The Empty Jar

I know.

He stills except for the thumb of one hand which rubs back and forth over the sensitive outer edge of my palm. In the back of my mind, an invisible clock is counting the seconds as they tick by.

One one-thousand.

Two one-thousand.

Three one-thousand.

The clock has just reached a slow count of six when Nate bends to press his lips to my knuckles and then straightens in his chair, throwing one arm over my shoulders in a show of support. Of comfort. Of solidarity.

This is what he is to me.

This is what we are to each other.

Strength.

Commitment.

Unfailing love.

I turn my gaze to Lheanne. I see the subtle expressions as they shift over her face.
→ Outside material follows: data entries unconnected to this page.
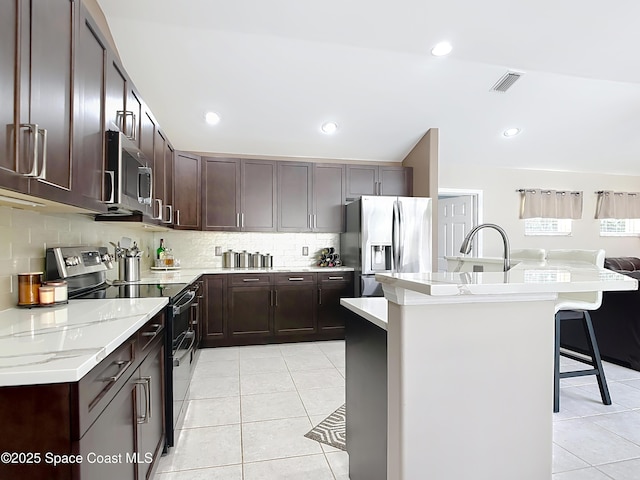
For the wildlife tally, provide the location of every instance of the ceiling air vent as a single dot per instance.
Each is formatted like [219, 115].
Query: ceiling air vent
[506, 81]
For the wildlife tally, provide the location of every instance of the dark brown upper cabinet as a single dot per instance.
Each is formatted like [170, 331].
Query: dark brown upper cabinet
[295, 200]
[239, 195]
[11, 13]
[88, 126]
[379, 180]
[36, 79]
[329, 188]
[186, 192]
[310, 197]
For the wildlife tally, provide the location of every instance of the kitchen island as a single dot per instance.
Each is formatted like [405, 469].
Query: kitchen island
[469, 361]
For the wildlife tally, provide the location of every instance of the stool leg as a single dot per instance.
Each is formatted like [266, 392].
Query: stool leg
[556, 367]
[595, 356]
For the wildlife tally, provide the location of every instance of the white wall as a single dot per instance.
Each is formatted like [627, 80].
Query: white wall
[501, 206]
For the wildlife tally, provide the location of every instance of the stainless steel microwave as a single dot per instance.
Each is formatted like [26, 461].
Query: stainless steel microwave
[128, 176]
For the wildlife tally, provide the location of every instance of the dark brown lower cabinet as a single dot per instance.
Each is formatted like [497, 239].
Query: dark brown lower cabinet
[112, 419]
[213, 316]
[245, 309]
[294, 308]
[331, 315]
[250, 313]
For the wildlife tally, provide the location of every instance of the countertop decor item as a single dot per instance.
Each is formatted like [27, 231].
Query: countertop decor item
[329, 258]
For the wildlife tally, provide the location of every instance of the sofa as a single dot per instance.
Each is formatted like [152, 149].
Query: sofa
[616, 323]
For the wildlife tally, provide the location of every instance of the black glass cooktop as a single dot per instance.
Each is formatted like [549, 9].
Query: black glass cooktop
[133, 290]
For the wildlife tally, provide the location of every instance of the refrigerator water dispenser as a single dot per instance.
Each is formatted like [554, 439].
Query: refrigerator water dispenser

Exasperation, sympathy, concern, and, finally, acquiescence.

When it comes, her submission, I welcome the sigh of her resignation.
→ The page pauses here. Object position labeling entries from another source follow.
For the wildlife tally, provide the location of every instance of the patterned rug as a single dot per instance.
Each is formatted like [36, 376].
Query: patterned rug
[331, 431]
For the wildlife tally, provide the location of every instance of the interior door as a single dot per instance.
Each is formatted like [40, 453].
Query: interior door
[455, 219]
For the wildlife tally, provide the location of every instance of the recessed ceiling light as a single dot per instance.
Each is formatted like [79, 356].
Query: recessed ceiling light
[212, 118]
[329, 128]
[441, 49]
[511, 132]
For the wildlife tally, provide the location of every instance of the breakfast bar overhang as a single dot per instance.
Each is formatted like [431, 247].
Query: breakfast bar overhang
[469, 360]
“This is going to be tricky, you know that, right?”

I laugh outright, sniffing as I wipe my cheek, and scoot back in the chair to lean slightly against Nate’s shoulder. Suddenly, I’m exhausted.

“That’s exactly what Dr. Stephens said.”

“Well, she was right. But tricky doesn’t mean impossible. Women with severe liver disease have successful pregnancies. I can’t manage the obstetrical part of your situation, but if this is what you want…I’ll do my best to get you there from a disease management standpoint. And to keep you as comfortable as I can.” Wheels start to turn behind Dr. Taffer’s eyes. I recognize the look. “We should consult an internist, see what can safely be done from a pharmaceutical approach. And I know a holistic guy who has had some success with pain relief through acupuncture. I know he treats pregnant women. He might even be able to recommend some herbs to ease some other issues. I could give him a call. And we can look at some natural remedies for nausea. Ginger suckers are really good for that.” She reels off a handful of other options and thoughts that have me sighing in relief.

Slowly, my optimism begins to return. When Dr. Taffer finishes listing the avenues we can explore, I take advantage of the pause that ensues. I have one more question to ask. It’s the query I’ve been staring out over like a child staring out over the Grand Canyon. It’s the uncrossable chasm, or at least it could be.

“So, bottom line. Do you see any reason why I wouldn’t be able to carry this baby? As long as I’m diligent about keeping myself in the best health possible? I mean, as much as a terminal cancer patient can.”

Dr. Taffer goes still and so does my heart. I feel it pause in my chest as though time and space and life are holding their breath, waiting for an answer. Teetering on the edge of implosion. Total annihilation.

“No, I don’t see any reason right now that you won’t be able to carry the baby. Provided that your disease doesn’t progress too quickly. But in the grand scheme of things, there is little I can do to actually ensure that. You have to know that there are a million and one things that could happen, unpredictable things, things that we will have no way of treating. Or even diagnosing until they present a problem. If I can’t monitor your disease progression and your health properly…” She holds up her hands in defeat.

“I know. And I’m not asking you for a miracle. Or even for a promise. I’m leaving that up to God.”

Dr. Taffer raises her brows. In all our many talks since my diagnosis, never have I mentioned prayer or miracles or a higher power, something that a large portion of patients turn toward immediately when given such life-altering news.

Lheanne’s lips twist wryly. “I hope His hands are more capable than mine.”

“I hope so, too,” I admit, clinging to the hope I found in Rome. “I hope so, too.”

********

I feel more encouraged than I ever would’ve imagined by the time we leave Dr. Taffer’s office. For the first time since I was basically given a death sentence, I feel like the rest of my life is going to mean something. I’m not just going to be giving my husband a lifetime of good memories while we wait for cancer to overcome my body; I’m going to be fighting for the survival of our child.

It isn’t until we get into the car that Nate turns to me, distress written all over his face. In my excitement and relief, I momentarily neglected the fact that he’s been delivered a nuclear bomb and has yet to say a word about it.

“You knew all of this and didn’t tell me.” His voice is mildly accusing.

“Knew all of what?” I ask, delaying the inevitable.

My heart pounds heavily. I feel the full force of his shock, of his alarm coming at me in a concussive wave.

“All of the reasons that this isn’t a good idea.”

“I don’t know of any reason that this isn’t a good idea.”